Dix ans après les attentats de 2004, l'Espagne redoute "les loups solitaires"

Loin des mosquées, à l'abri dans des appartements ou sur internet, de plus en plus de jeunes musulmans se radicalisent en Espagne, faisant craindre aux autorités des actes de "loups solitaires", dix ans après les attentats islamistes qui ont fait 191 morts le 11 mars 2004.

"L'évaluation de la menace se concentre depuis des années sur un risque probable d'attentat", explique à l'AFP le secrétaire d'Etat à la sécurité, Francisco Martínez.

Cette menace est "semblable à celle que connaissent d'autres pays voisins", souligne-t-il. Mais depuis dix ans, "le nombre de jihadistes a augmenté" en Espagne, tout comme "le nombre de foyers de radicalisation, en particulier dans certaines zones".

Les deux tiers des 84 islamistes condamnés ou décédés dans des actes terroristes en Espagne entre 1996 et 2012 vivaient à Madrid ou en Catalogne, selon un rapport du centre d'études stratégiques Elcano.

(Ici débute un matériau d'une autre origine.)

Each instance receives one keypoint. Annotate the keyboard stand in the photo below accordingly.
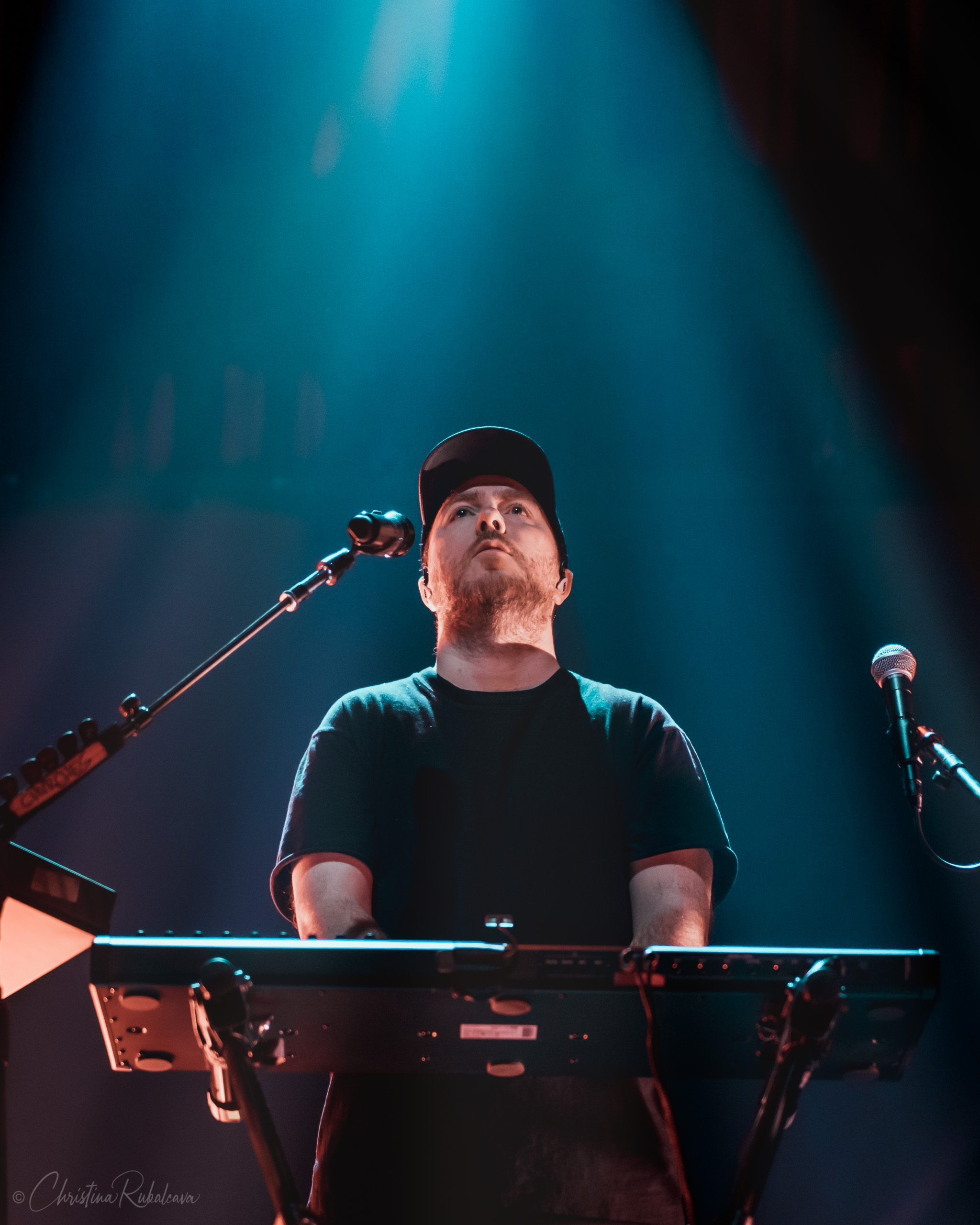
(234, 1044)
(804, 1034)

Tous étaient des hommes plutôt jeunes, entre 25 et 39 ans, à 80% immigrés de première génération, algériens, marocains ou pakistanais arrivés en Espagne depuis les années 1990. 4,8% d'entre eux sont nés en Espagne, principalement dans les enclaves de Ceuta et Melilla, dans le nord du Maroc.

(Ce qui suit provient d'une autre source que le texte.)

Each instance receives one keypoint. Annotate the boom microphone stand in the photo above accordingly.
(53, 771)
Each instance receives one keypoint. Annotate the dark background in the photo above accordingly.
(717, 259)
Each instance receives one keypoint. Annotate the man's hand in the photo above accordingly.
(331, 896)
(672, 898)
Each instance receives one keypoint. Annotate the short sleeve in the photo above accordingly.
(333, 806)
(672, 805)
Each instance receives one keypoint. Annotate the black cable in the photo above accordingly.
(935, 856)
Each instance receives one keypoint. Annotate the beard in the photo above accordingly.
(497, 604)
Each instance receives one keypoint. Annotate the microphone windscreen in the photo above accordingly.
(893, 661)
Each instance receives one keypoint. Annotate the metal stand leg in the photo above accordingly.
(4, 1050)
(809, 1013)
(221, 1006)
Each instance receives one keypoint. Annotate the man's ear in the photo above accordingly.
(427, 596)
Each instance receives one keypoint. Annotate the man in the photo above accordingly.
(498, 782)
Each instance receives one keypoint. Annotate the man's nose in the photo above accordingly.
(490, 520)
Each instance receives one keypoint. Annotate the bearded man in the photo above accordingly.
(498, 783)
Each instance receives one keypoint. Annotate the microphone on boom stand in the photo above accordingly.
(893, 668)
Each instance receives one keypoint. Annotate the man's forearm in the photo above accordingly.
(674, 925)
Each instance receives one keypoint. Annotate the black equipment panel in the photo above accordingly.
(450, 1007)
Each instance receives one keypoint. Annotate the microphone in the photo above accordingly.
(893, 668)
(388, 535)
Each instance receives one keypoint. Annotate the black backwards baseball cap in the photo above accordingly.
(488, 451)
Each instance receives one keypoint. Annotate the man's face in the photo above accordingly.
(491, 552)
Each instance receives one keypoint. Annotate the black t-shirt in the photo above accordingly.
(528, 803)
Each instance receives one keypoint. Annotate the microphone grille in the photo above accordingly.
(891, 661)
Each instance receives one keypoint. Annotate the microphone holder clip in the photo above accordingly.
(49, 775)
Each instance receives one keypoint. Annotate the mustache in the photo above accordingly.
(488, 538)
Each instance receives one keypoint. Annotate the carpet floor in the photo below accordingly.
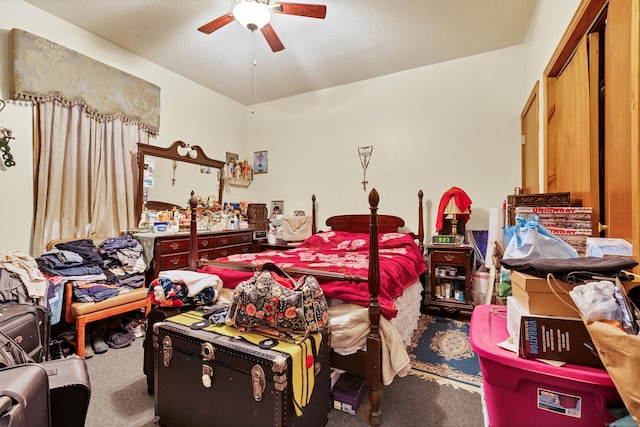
(119, 398)
(441, 351)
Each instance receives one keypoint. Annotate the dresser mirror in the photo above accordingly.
(168, 175)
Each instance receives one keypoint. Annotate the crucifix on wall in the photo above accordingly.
(365, 154)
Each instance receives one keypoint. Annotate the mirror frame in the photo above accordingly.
(172, 153)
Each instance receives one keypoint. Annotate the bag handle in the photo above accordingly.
(11, 353)
(271, 266)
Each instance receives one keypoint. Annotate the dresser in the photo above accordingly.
(449, 285)
(171, 251)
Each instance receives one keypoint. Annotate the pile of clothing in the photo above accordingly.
(98, 271)
(21, 281)
(178, 288)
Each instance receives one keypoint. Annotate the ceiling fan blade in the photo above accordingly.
(272, 38)
(216, 24)
(301, 9)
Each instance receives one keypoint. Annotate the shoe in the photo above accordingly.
(119, 339)
(136, 328)
(88, 351)
(98, 344)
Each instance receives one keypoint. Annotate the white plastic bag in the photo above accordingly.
(529, 239)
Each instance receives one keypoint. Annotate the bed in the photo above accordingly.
(366, 267)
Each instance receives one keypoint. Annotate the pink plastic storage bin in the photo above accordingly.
(521, 392)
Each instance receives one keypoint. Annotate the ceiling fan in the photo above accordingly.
(255, 14)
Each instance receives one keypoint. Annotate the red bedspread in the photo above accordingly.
(401, 263)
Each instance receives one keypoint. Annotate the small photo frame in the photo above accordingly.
(232, 159)
(277, 208)
(260, 162)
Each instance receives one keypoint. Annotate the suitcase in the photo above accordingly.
(156, 314)
(69, 391)
(29, 326)
(208, 379)
(24, 396)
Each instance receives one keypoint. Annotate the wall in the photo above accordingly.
(551, 18)
(451, 124)
(189, 112)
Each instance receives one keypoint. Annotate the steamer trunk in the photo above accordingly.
(207, 379)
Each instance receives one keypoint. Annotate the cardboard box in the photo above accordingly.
(536, 297)
(557, 338)
(349, 400)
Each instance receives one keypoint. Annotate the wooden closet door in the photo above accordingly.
(571, 147)
(618, 164)
(529, 129)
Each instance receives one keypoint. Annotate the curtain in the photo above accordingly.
(85, 174)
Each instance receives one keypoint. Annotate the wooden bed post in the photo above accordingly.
(193, 228)
(313, 215)
(420, 222)
(374, 348)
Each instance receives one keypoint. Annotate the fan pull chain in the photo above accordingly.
(253, 65)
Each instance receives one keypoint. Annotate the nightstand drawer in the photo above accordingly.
(233, 239)
(174, 246)
(174, 261)
(447, 257)
(226, 251)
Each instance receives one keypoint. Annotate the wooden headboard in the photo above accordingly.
(360, 223)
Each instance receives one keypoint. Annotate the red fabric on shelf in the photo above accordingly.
(463, 202)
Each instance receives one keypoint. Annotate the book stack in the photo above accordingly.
(571, 224)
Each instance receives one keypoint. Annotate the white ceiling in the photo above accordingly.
(358, 39)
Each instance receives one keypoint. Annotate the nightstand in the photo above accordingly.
(449, 281)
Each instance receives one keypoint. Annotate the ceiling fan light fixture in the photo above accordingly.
(252, 14)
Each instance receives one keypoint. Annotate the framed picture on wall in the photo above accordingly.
(260, 162)
(232, 160)
(277, 208)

Les mosquées, beaucoup plus surveillées depuis les attentats du 11 mars, ne sont plus les lieux privilégiés d'endoctrinement, explique Fernando Reinares, un expert du centre Elcano.

Ces radicaux "ont tendance à se concentrer dans les petits lieux de cultes marginaux et dans des domiciles privés", attirés par des "personnages charismatiques qui ont combattu en Afghanistan, en Bosnie ou en Tchétchénie".

La Catalogne, dans le nord-est de l'Espagne, a émergé comme l'un des principaux foyers, où le nombre de condamnés pour faits de terrorisme est passé de six entre 1995 et 2003 (20% du total), à 22 entre 2004 et 2012 (40%).

Sa capitale, Barcelone, a échappé à un attentat qui aurait pu être "un deuxième 11 mars" dans le métro, en janvier 2008, rappelle Fernando Reinares. Dix Pakistanais et un Indien, liés à des groupes talibans du Pakistan, avaient été condamnés.

C'est en Catalogne que le Français Mohamed Merah, tué en mars 2012 par la police après avoir assassiné sept personnes au nom du jihad dans le sud-ouest de la France, aurait participé en 2007, à Tarragone, à des "journées islamiques de formation", selon le journal espagnol ABC.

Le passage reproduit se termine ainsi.